1. General Structural Parts
(1) Requirements: No special requirements for strength and heat resistance; generally used to replace steel or other materials. However, due to large batch sizes, high productivity and low cost are required. Sometimes, certain requirements are placed on appearance.
(2) Application Examples: Automotive regulator covers and horn rear covers, motor covers, various instrument covers, covers, handwheels, handles, oil pipes, pipe fittings, fasteners, etc.
(3) Materials include low-density polyethylene, polyvinyl chloride, modified polystyrene (203A, 204), ABS, high-impact polystyrene, polypropylene, etc. These materials can only withstand low loads and are used in the range of approximately 60~80℃ when the stress is small.
2. Transparent structural parts
(1) Requirements:No special requirements for strength and heat resistance. Generally used to replace steel or other materials. However, due to large batch sizes, high productivity and low cost are required. Sometimes, certain requirements are placed on appearance, and good transparency is essential.
(2) Application Examples: Transparent housings, various automotive lamp covers, oil level indicators, oil cups, sight glasses, optical lenses, signal lights, explosion-proof lights, protective glass, and transparent pipes, etc.
(3) Materials: Modified acrylic glass (372, 613), acrylic glass, AS resin, modified polystyrene (204, 203A), polystyrene, polycarbonate, thermoplastic polyester
3. Wear-resistant load-bearing transmission parts
(1) Requirements: High strength, rigidity, toughness, wear resistance, fatigue resistance, high heat distortion temperature, and dimensional stability are required.
(2) Examples of applications: Bearings, gears, racks, worm gears, cams, rollers, couplings, etc.
(3) Materials: Nylon, MC nylon, polyoxymethylene, polycarbonate, polyphenolic resin, chlorinated polyether, reinforced polypropylene, polyphenylene sulfide, etc. These plastics have tensile strengths above 60 MPa and operating temperatures of 80~120℃.
4. Friction-reducing and self-lubricating parts
(1) Requirements: Mechanical strength requirements are often not high, but the movement speed is relatively high. Therefore, low friction coefficient, excellent wear resistance, and self-lubricating properties are required.

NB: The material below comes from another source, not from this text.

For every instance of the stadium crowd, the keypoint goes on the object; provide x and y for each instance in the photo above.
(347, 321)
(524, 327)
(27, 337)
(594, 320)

(2) Examples of applications: Piston rings, mechanical dynamic seals, packings, bearings, etc.
(3) Materials: Polytetrafluoroethylene (PTFE), filled PTFE, PTFE-filled polyoxymethylene (POM), perfluoroethylene propylene (F-46), oil-impregnated POM, ultra-high molecular weight polyethylene, etc.; low-pressure polyethylene can be used under small loads and low speeds.
5. High-Temperature Resistant Structural Parts
(1) Requirements: In addition to the requirements for wear-resistant load-bearing transmission parts and friction-reducing self-lubricating parts, these parts must also possess high heat distortion temperature and high-temperature creep resistance.
(2) Application Examples: Structural transmission parts operating at high temperatures, such as automotive gearbox covers, bearings, gears, piston rings, seals, valves, valve stem nuts, etc.
(3) Materials:Polysulfone, polyphenylene ether sulfone, fluoroplastics (F-4, F-46), polyimide polyphenylene sulfide, polytetrafluoroethylene, graphite-filled polyphenylene ether sulfone and polyarylsulfone, and various glass fiber reinforced plastics, etc. These materials can all be used above 150℃.
6. Corrosion-resistant Equipment and Parts
(1) Requirements: Good corrosion resistance to acids, alkalis, and organic solvents, as well as a certain mechanical strength.
(2) Examples of Applications: Chemical containers, pipes, valves, pumps, impellers, agitators, and their coatings or linings, etc.
(3) Materials: Polytetrafluoroethylene (PTFE), perfluoroethylene propylene (F-46), polychlorotrifluoroethylene (F-3), chlorinated polyether, ABS, polyvinyl chloride, polycarbonate, low-density polyethylene, polypropylene, polystyrene, polyphenylene sulfide, phenolic plastics, etc.
II. Due to the poor thermal conductivity of plastics, careful design is essential to ensure optimal heat dissipation. For example, when using composite plastics with a metal matrix, fillers with good thermal conductivity must be added, or a metal structural design facilitating heat dissipation must be adopted.
III. Like metals, each plastic has a maximum operating speed (v) and load (p) when used as a bearing material, i.e., α = constant. Different plastics have different α values; for example, nylon α = 1.47, and polyoxymethylene α = 1.2. When designing for use, the load and speed range must be determined based on the material used. Furthermore, it is crucial to note that each plastic has its own pressure and speed limits. Exceeding these limits, regardless of the fixed speed or load conditions, even if the product of pv does not exceed the allowable pv value, will prevent its use.
IV. Because plastics are prone to expansion and deformation when heated, sufficient clearance must be considered when designing bearings and other components. This is generally approximately 0.005d (d is the bearing diameter), but the clearance varies depending on the plastic.